As an HVAC professional in the state of Alabama, you get your license through the Alabama Board of Heating, Air Conditioning, and Refrigeration Contractors. And that Board lays out some requirements in order for you to maintain your license. Specifically, they mandate that you take a certain number of continuing education hours and submit them by a certain date each year.
You don’t need a ton of hours, but it’s important to note that just because your hours are due for 2020 doesn’t mean you have all year to take them. To make sure you don’t miss the deadline, let’s look at the due date for your Alabama HVAC continuing education hours each year.
The aforementioned Board requires that you take four hours of continuing education each year.
That might lead you to believe — and understandably so — that you have the entire year to finish your continuing education hours.
Actually, though, your hours are due well before the year is up. The state’s Administrative Code says, “The Board may require certified contractors and providers to submit to the Board proof of compliance with the continuing education requirement before November 1st annually to allow the Board to maintain its records regarding continuing education attendance of each certified contractor.”
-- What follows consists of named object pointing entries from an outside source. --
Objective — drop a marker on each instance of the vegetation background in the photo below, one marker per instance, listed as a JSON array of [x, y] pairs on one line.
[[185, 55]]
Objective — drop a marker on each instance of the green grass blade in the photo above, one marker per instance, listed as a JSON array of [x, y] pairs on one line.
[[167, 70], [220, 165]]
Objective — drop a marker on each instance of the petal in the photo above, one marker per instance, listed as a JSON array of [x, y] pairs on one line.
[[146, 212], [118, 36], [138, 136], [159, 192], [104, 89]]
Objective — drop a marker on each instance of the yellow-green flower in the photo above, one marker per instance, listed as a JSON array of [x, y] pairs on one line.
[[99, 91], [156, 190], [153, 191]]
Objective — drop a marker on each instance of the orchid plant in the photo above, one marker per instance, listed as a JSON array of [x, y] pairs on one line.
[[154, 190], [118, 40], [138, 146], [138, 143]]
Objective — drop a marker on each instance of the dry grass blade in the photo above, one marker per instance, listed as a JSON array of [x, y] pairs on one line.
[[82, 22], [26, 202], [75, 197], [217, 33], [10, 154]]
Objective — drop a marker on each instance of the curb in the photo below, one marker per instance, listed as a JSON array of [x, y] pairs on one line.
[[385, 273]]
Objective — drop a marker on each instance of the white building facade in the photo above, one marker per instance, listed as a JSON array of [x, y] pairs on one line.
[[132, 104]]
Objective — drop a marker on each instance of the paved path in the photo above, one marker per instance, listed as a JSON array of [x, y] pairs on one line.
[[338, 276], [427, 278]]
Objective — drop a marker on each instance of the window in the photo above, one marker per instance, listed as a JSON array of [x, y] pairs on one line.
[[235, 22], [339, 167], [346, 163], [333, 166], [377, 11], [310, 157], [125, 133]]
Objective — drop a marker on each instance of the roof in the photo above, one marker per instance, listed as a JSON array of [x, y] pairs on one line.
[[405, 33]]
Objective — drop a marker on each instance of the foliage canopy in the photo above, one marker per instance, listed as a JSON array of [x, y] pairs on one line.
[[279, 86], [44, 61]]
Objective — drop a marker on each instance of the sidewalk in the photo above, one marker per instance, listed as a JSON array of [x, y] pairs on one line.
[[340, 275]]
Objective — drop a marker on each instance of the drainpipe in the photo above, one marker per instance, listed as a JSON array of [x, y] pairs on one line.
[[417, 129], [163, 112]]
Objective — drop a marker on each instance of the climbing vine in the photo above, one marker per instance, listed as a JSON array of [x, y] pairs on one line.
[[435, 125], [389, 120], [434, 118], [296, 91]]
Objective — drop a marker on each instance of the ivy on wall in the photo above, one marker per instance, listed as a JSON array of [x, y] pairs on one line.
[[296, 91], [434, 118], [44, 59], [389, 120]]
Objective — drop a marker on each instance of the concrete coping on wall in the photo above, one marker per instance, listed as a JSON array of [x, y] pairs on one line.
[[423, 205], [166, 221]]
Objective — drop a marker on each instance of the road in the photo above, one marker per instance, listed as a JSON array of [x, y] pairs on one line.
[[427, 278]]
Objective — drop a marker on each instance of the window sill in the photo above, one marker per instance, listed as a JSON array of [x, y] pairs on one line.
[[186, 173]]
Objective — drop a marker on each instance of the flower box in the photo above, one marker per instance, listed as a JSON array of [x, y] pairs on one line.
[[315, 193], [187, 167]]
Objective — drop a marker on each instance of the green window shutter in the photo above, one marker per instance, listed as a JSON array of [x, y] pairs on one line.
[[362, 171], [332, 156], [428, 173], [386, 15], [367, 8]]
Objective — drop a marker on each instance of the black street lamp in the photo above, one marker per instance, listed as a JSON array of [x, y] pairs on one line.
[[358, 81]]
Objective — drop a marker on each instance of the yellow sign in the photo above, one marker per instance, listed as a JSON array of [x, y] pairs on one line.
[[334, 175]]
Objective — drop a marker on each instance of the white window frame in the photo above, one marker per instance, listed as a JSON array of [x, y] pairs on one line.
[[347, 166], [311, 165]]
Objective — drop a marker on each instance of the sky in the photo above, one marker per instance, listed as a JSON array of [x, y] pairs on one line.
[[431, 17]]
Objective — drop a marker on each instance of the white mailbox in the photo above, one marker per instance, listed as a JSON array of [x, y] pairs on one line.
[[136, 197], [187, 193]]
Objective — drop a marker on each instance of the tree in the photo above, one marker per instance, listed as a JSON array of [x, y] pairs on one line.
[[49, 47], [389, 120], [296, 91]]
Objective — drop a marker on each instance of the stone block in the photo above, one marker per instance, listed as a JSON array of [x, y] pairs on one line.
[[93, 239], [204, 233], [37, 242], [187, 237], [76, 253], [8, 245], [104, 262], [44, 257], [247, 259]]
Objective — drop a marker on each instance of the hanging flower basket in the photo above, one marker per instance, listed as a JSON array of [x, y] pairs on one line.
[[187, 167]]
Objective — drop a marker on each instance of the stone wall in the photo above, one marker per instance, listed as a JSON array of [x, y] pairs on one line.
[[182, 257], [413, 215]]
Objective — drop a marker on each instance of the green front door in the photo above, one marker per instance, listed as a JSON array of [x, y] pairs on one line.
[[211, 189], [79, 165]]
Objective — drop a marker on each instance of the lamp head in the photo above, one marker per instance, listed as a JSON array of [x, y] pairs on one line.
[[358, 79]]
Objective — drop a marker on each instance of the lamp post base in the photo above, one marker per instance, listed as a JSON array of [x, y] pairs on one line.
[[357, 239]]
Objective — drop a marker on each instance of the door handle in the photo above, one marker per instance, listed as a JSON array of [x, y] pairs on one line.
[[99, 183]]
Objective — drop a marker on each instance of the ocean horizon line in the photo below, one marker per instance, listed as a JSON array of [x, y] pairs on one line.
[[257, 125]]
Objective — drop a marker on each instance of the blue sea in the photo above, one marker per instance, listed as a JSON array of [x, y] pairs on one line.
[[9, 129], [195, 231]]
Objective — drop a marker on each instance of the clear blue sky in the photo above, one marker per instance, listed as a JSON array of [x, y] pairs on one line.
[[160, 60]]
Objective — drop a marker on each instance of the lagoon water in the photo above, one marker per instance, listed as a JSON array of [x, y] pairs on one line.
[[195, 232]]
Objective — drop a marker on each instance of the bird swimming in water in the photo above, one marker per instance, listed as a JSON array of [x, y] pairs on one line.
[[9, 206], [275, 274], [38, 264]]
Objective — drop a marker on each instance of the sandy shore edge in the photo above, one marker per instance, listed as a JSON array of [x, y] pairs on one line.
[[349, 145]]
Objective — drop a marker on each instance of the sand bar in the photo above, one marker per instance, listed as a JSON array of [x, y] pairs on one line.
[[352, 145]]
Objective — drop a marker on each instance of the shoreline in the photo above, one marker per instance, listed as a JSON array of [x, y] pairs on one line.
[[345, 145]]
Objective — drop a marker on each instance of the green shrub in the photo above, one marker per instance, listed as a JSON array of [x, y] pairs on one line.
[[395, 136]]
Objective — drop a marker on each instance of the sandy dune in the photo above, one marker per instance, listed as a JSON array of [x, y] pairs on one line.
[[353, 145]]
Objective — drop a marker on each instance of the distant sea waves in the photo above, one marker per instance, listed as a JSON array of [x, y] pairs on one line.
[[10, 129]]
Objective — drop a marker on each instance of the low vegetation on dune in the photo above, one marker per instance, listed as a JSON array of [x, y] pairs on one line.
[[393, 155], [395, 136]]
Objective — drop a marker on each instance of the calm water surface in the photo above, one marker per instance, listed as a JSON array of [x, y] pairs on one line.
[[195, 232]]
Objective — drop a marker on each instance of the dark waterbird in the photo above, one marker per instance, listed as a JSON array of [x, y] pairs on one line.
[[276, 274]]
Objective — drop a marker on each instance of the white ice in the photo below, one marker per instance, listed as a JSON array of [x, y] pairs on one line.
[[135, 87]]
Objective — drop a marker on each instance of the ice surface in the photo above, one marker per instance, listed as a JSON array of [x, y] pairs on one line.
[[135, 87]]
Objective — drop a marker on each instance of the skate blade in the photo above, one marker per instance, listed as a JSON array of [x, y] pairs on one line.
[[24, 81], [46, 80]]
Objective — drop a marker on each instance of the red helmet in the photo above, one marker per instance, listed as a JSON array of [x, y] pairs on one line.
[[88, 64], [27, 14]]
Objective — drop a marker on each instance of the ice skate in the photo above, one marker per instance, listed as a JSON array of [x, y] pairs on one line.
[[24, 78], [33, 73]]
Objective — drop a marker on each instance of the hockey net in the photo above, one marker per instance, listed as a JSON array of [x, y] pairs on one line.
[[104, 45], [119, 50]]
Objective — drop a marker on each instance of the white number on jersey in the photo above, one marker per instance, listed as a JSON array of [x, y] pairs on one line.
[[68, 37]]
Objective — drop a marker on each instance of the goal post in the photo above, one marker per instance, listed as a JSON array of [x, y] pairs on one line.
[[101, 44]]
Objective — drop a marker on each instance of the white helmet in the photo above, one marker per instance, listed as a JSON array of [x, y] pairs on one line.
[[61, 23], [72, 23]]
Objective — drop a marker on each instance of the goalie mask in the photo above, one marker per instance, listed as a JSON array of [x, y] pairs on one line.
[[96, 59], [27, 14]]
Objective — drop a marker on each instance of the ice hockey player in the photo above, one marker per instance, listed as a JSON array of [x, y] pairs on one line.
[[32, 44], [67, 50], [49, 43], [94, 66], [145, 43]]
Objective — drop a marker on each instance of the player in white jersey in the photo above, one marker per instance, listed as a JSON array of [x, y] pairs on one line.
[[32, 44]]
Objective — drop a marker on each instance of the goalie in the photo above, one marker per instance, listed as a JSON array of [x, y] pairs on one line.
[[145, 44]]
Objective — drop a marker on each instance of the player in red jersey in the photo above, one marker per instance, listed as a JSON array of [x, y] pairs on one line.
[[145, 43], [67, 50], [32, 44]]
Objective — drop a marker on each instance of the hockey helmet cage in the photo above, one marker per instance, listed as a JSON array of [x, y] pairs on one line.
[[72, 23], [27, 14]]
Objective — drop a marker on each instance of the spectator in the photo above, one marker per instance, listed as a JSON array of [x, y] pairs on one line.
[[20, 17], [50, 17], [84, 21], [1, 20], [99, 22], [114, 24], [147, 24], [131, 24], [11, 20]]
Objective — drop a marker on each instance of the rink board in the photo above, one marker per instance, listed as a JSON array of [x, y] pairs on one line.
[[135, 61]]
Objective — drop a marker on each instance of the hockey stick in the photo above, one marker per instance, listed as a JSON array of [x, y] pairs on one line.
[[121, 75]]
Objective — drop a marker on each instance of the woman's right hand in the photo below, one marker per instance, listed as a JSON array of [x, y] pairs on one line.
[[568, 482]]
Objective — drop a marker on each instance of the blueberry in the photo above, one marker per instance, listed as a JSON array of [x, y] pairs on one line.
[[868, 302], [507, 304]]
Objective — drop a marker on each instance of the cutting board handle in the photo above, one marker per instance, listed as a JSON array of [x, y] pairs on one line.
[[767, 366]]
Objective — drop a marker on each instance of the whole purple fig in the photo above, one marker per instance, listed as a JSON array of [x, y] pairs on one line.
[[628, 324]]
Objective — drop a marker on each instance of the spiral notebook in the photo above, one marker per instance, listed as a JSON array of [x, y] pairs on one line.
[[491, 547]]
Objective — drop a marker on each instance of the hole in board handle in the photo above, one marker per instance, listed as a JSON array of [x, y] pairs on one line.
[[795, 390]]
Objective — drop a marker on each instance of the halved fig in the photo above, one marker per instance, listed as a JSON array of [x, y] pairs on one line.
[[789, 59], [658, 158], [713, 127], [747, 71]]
That’s a long way of saying that the Board requires you to submit your hours two full months before the year’s end. This way, they have ample time to update their records and issue your Alabama HVAC license renewal.
Long story short, mark your calendar. The Administrative Code goes one to say, “ The failure to complete the minimum continuing education requirements before November 1st annually will prevent the renewal of a certified contractor’s license until proof of compliance is submitted in writing to the Board.” To save yourself some headaches, make sure you finish your hours on time.
Fortunately, completing your hours by November 1 shouldn’t be a big hassle. For starters, you only need four hours. You can dedicate a free morning or afternoon to the project and knock it out completely.
Secondly, the Board has approved some continuing education providers to offer their courses online. As you’re looking at the Board-approved CE course options, that might not seem readily apparent. But you can vet providers to make sure they’re properly approved by searching their site for approval letters from the Board. For example, scroll down on this page to see the green light for this online education provider.
What’s more, some of these online education providers will report your course completion to the state for you. In other words, as long as you finish your hours a bit before the November 1 deadline, you won’t have to do much beyond completing the online renewal each year.
If you’re not sure how many hours you’ve completed this year, you can log into the Board’s online profile portal to check. With four months before the November 1 due-date and just four hours to complete, you shouldn’t have any trouble meeting this license renewal requirement.